Real-time PCR-based assays (8) are able to quantify viral DNA accurately over a broad range of input target copies without the necessity for post-PCR handling. As such, these assays provide fast results with less risk of contamination. Recent studies have reported on the application of real-time PCR for the quantification of CMV DNA (13, 15, 18, 19, 21, 23, 25).
The clinical use of these methods could be evaluated in comparison to the currently widely employed pp65 antigenemia assay, with respect to the diagnosis of CMV infection but also in monitoring of individual transplant recipients during active infection. It is obvious that patients undergoing solid organ transplantation (SOT) or SCT nowadays will always be protected from clinical disease by a monitoring strategy or a preventive regimen, excluding an evaluation solely based on clinical outcome. The establishment of the precise relationship between the two methods is essential to compare diagnostic results, particularly when laboratories consider replacement of the antigen assay.

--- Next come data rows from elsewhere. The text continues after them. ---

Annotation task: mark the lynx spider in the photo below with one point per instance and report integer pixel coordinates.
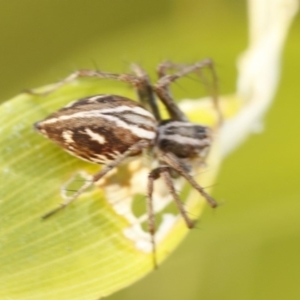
(175, 141)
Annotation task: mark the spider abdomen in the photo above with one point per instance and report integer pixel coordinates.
(99, 128)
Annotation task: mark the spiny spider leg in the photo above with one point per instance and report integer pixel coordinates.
(140, 145)
(128, 78)
(174, 163)
(162, 86)
(145, 92)
(163, 171)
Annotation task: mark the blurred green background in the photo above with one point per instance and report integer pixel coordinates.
(250, 247)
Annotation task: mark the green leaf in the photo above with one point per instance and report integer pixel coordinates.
(97, 245)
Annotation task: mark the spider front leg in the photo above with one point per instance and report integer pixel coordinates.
(172, 161)
(127, 78)
(162, 86)
(145, 92)
(163, 171)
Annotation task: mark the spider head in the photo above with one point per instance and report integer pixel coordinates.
(184, 139)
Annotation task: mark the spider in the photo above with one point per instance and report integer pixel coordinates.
(108, 129)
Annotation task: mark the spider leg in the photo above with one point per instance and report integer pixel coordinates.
(163, 171)
(173, 162)
(140, 145)
(162, 86)
(145, 92)
(128, 78)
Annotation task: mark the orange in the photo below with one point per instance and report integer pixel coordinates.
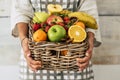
(64, 52)
(39, 35)
(80, 24)
(77, 33)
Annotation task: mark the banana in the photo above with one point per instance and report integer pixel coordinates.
(87, 19)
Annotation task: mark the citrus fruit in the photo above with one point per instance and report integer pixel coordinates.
(64, 52)
(39, 35)
(80, 24)
(77, 33)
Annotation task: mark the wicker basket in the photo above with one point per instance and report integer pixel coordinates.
(50, 53)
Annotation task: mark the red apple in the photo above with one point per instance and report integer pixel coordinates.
(61, 24)
(53, 19)
(47, 28)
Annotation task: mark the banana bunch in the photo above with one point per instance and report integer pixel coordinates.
(65, 12)
(87, 19)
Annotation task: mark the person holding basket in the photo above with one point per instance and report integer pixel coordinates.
(23, 12)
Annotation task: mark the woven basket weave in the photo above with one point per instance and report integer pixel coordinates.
(49, 53)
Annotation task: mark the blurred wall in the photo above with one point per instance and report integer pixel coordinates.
(107, 53)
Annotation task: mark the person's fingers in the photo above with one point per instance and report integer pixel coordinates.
(84, 59)
(33, 62)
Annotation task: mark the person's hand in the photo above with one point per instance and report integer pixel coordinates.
(82, 63)
(32, 64)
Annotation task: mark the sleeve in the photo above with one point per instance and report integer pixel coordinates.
(90, 7)
(22, 11)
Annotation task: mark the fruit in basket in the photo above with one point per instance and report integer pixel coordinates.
(80, 24)
(36, 26)
(56, 33)
(54, 8)
(77, 33)
(64, 52)
(89, 21)
(53, 19)
(47, 28)
(41, 16)
(39, 35)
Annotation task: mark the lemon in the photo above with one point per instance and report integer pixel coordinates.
(77, 33)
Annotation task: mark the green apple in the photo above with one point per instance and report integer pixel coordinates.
(41, 16)
(56, 33)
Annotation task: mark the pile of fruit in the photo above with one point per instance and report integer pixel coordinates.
(61, 25)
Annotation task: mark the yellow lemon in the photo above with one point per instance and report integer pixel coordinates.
(77, 33)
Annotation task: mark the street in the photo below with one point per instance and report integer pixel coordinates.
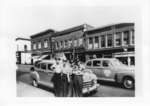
(106, 89)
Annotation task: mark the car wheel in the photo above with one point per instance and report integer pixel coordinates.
(34, 83)
(128, 83)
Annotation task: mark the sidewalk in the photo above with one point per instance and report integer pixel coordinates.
(25, 90)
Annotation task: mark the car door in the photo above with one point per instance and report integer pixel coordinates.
(97, 69)
(89, 64)
(107, 71)
(42, 72)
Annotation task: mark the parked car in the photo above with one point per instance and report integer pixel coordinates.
(41, 73)
(111, 69)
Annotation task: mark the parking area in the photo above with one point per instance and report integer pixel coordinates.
(106, 89)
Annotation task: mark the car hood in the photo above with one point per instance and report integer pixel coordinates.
(125, 69)
(88, 76)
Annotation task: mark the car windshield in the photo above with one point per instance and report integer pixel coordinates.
(116, 62)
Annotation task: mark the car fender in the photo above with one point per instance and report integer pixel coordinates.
(121, 76)
(35, 75)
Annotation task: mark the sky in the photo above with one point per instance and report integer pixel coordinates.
(21, 19)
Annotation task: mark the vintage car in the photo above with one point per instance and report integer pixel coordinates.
(41, 73)
(111, 69)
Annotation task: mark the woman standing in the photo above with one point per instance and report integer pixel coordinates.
(77, 81)
(57, 78)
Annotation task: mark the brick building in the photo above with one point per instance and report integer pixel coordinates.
(71, 42)
(111, 41)
(85, 41)
(41, 45)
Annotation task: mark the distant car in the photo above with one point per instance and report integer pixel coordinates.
(111, 69)
(42, 73)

In this study, an internally controlled quantitative real-time PCR assay has been used to determine the CMV DNA load in plasma. The assay also monitors the efficacy of nucleic acid extraction from the clinical sample and the presence of inhibitors in the PCR. The correlation of this optimized assay to the classical pp65 antigenemia assay has been evaluated with SOT recipients as well as SCT recipients. The aim of this study was to validate the clinical application of real-time measurement of the CMV DNA load in plasma specimens from SOT and SCT recipients and to define criteria for treatment in these groups of patients.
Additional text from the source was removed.